Reproduire le traumatisme produit innocemment
Luc Vander Vennet
Il me semble intéressant, pour le thème du congrès, de mettre en série trois textes de Lacan qui datent tous de 1975.
Dans « L’ombilic du rêve est un trou[1] »,Lacan répond que le parlêtre – nouvelle désignation de l’inconscient – conserve une trace au niveau même de la symbolisation du fait d’être né d’un ventre particulier. Le monde de langage de deux êtres particuliers dans lequel le sujet choit a comme conséquence de le situer d’une façon singulière dans le langage. Le parlêtre sera exclu de cette origine. Le stigmate qui en porte la marque – une cicatrice à un endroit du corps – est un trou, un Unerkannt impossible à « reconnaître ». Ce troumatisme est à la limite de l’analyse.

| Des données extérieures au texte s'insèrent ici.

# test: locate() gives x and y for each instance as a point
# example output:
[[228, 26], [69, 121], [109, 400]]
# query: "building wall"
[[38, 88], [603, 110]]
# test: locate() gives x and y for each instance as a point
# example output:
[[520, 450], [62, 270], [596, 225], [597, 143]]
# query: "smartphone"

Dans sa « Conférence à Genève sur le symptôme[2] », Lacan appelle la forme sous laquelle ce langage particulier de ces deux êtres intervient lallation. Cette lalangue modèle l’enfant dans la fonction du symbolisme. Il portera toujours la marque de ce mode de parler qui lui a été instillé. Deux nouvelles définitions en sortent. D’abord, la prise de l’inconscient réside dans ce motérialisme. Dans les rêves, trébuchements et toutes sortes de façons de dire ressortira la façon dont la langue a été parlée et aussi entendue. L’inconscient n’est donc plus une question de sens mais de résonnement. Puis, le parlêtre ne peut se sustenter de cette première empreinte, rencontre des mots avec son corps, que par le symptôme qui devient un évènement de corps.
Passons au Séminaire XIX… ou pire[3]. Les nouvelles définitions de l’inconscient et du symptôme exigent un nouveau mode d’opération, une nouvelle appréhension de l’interprétation. L’opération de l’analyste doit s’articuler à la lalangue traumatique des parents qui a produit innocemment la névrose. L’analyste doit reproduire cette névrose et converger, à partir de son « efflorescence » (S1– S2), vers ce signifiant qui a marqué le corps. Pour y ôter la dose de jouissance ! Parce que ce qui parle est ce qui jouit du corps.
[1] Lacan, Jacques, « L’ombilic du rêve est un trou » Jacques Lacan répond à une question de Marcel Ritter, La Cause du désir, n° 102, juin 2019, p. 35-43.
[2] Lacan Jacques, « Conférence à Genève sur le symptôme », La Cause du désir, n° 95, novembre 2017, p. 7-25.
[3] Lacan, Jacques, Le Séminaire, Livre XIX, … ou pire, Seuil, Paris, 2011, p. 151.